Here we use decorator to specify function to be parallelized.

In [24]:
@lbview.parallel(block=False)
def lb_randomized_work(work_load):
    start_time = datetime.now()
    sleep(work_load * 100 / 1000)
    end_time = datetime.now()
    return pid, start_time, end_time

@dview.parallel(block=False)
def d_randomized_work(work_load):
    start_time = datetime.now()
    sleep(work_load * 100 / 1000)
    end_time = datetime.now()
    return pid, start_time, end_time

Techinal detail here, we simulate the work load using Gamma distribution. Its probability distribution spans only on positive numbers and has long tail on larger number.
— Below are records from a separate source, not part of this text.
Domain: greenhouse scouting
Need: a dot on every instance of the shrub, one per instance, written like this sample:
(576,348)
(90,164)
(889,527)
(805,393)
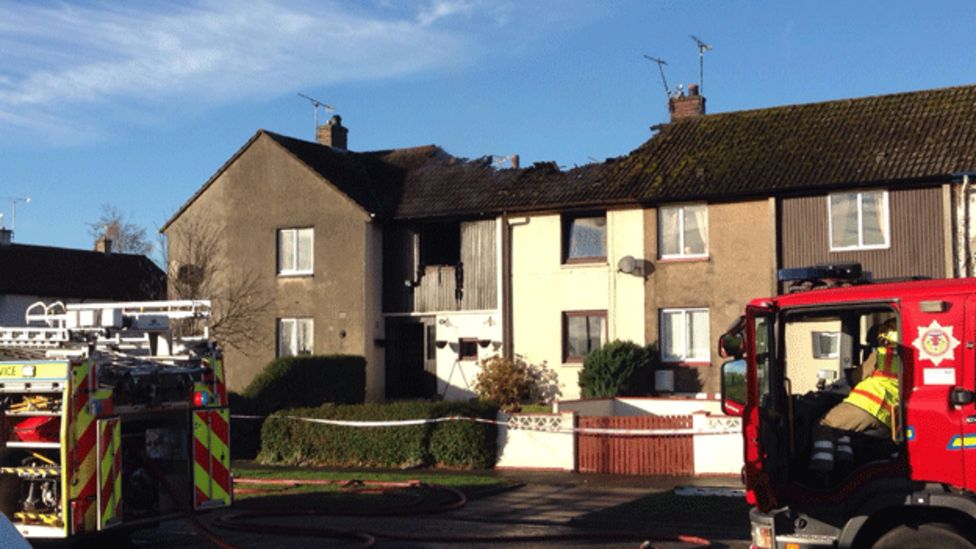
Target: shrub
(620,368)
(452,444)
(508,383)
(295,381)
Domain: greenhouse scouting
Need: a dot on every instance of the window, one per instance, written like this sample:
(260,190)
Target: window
(826,344)
(296,336)
(440,244)
(583,333)
(295,251)
(468,349)
(683,231)
(585,238)
(684,335)
(858,221)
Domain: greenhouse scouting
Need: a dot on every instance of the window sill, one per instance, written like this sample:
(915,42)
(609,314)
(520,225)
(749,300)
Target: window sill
(860,249)
(296,274)
(601,260)
(688,363)
(689,259)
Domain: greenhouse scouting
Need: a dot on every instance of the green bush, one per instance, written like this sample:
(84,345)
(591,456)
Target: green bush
(295,381)
(620,368)
(451,444)
(509,383)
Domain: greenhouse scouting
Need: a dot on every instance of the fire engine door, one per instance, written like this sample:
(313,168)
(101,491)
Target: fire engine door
(965,390)
(109,472)
(938,340)
(211,458)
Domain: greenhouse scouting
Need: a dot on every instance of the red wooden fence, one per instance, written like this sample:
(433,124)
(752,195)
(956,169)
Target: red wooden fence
(636,454)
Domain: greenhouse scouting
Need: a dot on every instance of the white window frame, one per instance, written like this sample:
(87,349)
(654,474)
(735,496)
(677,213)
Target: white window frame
(886,230)
(681,231)
(818,338)
(292,325)
(293,269)
(684,343)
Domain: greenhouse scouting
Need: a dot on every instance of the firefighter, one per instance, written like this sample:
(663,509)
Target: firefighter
(868,406)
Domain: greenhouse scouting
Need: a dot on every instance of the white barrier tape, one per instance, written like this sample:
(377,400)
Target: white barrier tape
(563,430)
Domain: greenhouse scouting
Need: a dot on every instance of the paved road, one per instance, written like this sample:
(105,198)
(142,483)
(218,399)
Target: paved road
(548,510)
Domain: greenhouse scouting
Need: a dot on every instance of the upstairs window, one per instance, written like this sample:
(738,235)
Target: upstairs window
(585,238)
(683,231)
(295,251)
(296,336)
(440,244)
(858,221)
(684,335)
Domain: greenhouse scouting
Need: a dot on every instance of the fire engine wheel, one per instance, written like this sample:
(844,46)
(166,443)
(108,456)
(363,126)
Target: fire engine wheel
(924,536)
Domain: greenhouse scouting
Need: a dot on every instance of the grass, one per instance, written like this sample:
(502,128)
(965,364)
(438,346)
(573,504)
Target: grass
(334,497)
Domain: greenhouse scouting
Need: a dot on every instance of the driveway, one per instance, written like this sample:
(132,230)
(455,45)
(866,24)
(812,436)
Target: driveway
(538,510)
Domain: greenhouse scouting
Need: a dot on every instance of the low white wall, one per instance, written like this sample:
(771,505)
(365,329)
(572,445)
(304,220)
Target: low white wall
(718,454)
(675,406)
(536,441)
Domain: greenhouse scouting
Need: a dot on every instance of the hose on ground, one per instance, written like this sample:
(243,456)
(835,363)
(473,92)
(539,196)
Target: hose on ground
(256,521)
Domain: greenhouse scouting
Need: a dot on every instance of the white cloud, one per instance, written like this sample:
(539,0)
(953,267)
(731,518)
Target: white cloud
(99,57)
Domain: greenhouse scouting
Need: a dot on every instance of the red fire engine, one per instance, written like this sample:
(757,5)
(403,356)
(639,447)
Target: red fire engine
(110,418)
(801,353)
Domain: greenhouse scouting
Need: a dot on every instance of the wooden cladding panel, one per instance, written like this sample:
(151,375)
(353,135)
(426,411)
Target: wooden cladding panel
(636,454)
(917,235)
(436,288)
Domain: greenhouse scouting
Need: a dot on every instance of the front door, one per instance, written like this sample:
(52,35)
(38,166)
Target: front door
(407,374)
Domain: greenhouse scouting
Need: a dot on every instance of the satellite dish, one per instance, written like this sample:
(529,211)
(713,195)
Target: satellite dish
(627,264)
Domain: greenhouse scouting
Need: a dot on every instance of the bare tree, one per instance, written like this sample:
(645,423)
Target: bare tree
(127,237)
(193,260)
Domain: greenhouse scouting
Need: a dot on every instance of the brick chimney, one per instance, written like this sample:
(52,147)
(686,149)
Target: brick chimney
(332,133)
(104,245)
(687,106)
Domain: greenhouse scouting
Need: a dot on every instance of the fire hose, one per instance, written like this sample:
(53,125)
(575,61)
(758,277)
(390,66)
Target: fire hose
(256,521)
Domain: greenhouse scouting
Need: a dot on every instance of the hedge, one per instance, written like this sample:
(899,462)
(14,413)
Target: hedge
(455,444)
(295,381)
(289,382)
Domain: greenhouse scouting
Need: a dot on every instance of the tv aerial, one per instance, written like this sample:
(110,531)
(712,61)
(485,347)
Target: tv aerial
(660,67)
(316,105)
(702,48)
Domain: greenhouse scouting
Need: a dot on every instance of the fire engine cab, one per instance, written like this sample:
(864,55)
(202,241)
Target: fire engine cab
(797,355)
(111,418)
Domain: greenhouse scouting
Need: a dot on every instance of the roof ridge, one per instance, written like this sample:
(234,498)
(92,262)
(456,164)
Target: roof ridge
(865,99)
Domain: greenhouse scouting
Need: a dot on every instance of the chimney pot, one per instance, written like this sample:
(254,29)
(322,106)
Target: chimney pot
(104,245)
(333,133)
(687,106)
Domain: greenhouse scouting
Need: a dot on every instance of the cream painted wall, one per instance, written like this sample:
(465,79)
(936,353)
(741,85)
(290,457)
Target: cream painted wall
(543,288)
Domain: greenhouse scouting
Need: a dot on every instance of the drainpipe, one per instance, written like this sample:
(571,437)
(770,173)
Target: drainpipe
(508,309)
(968,261)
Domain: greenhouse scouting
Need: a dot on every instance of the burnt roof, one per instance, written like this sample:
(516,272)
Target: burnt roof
(924,136)
(78,274)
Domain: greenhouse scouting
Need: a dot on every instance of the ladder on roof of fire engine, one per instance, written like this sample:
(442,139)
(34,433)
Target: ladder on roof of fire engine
(60,321)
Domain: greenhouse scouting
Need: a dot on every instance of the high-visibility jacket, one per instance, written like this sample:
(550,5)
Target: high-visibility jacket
(878,394)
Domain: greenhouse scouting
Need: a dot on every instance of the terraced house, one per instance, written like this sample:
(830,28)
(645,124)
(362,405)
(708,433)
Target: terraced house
(426,263)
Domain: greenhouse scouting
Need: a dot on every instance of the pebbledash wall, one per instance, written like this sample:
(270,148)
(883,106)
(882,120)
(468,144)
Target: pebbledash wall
(265,189)
(544,288)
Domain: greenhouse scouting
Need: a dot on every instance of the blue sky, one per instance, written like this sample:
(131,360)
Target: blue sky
(136,104)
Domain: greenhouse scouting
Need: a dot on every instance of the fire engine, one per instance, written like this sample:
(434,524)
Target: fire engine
(111,417)
(799,354)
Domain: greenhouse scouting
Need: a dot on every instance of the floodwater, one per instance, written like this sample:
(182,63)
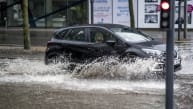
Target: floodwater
(30,84)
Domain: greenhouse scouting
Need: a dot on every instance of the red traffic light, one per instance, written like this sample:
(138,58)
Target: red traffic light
(165,5)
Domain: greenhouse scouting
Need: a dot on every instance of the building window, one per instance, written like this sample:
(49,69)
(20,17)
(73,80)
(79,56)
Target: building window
(49,13)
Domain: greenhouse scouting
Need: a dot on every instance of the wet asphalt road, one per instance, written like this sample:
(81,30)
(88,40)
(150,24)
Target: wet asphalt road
(27,84)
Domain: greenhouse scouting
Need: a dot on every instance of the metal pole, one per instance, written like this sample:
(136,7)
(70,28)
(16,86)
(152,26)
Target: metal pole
(169,58)
(26,32)
(92,11)
(179,19)
(185,19)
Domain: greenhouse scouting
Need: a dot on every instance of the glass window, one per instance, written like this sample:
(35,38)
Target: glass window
(98,35)
(37,10)
(63,13)
(62,35)
(132,37)
(14,13)
(77,34)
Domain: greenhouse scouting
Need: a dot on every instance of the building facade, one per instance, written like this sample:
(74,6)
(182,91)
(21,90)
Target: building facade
(45,13)
(61,13)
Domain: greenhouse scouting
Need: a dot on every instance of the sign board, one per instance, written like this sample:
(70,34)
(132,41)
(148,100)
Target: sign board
(121,12)
(102,11)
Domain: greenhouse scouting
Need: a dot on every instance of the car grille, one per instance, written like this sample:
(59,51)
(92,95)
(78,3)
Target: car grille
(175,54)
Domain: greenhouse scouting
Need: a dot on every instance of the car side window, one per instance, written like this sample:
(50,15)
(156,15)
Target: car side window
(61,34)
(98,35)
(76,34)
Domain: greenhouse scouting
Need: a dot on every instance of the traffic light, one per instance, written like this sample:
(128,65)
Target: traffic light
(164,15)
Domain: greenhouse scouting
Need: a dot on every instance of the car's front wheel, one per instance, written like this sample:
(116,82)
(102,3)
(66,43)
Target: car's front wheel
(54,58)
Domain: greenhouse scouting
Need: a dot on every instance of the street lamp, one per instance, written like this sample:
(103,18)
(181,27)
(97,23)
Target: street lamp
(92,8)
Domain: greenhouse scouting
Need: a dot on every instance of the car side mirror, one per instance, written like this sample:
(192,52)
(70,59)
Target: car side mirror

This means this task tend to have some long running tasks.

We use RandomState to make sure every time we execute the random tasks are the same.

In [25]:
rs = np.random.RandomState(seed=9527)
rand_work_load = rs.gamma(shape=7.5, scale=0.5, size=num_engines * 15)
In [26]:
f, axarr = plt.subplots(2, sharex=True)
axarr[0].hist(rand_work_load, bins=16)
axarr[1].hist(rs.gamma(shape=7.5, scale=0.5, size=1000), bins=16)
plt.show()
In [27]:
lb_ar = lb_randomized_work.map(rand_work_load)
lb_ar.wait_interactive()
 180/180 tasks finished after    5 s
done
In [28]:
d_ar = d_randomized_work.map(rand_work_load)
d_ar.wait_interactive()
  12/12 tasks finished after    6 s
done
In [29]:
lb_ar_df, d_ar_df = map(make_rel_time, map(parse_async_meta, [lb_ar, d_ar]))
In [30]:
fig = plot_meta_df(lb_ar_df)
plt.title('Load balanced IPython parallel job timetable')
plt.show()
In [31]:
# fig.savefig("../../slides/pics/task_random_load_balanced.svg", dpi="150", frameon=False, bbox_inches='tight')
In [32]:
fig = plot_meta_df(d_ar_df)
plt.title('Direct view IPython parallel job timetable')
plt.show()
In [33]:
# fig.savefig("../../slides/pics/task_random_direct.svg", dpi="150", frameon=False, bbox_inches='tight')

In random tasks, their difference gets smaller. Though in this case the load-balanced case works more efficiently.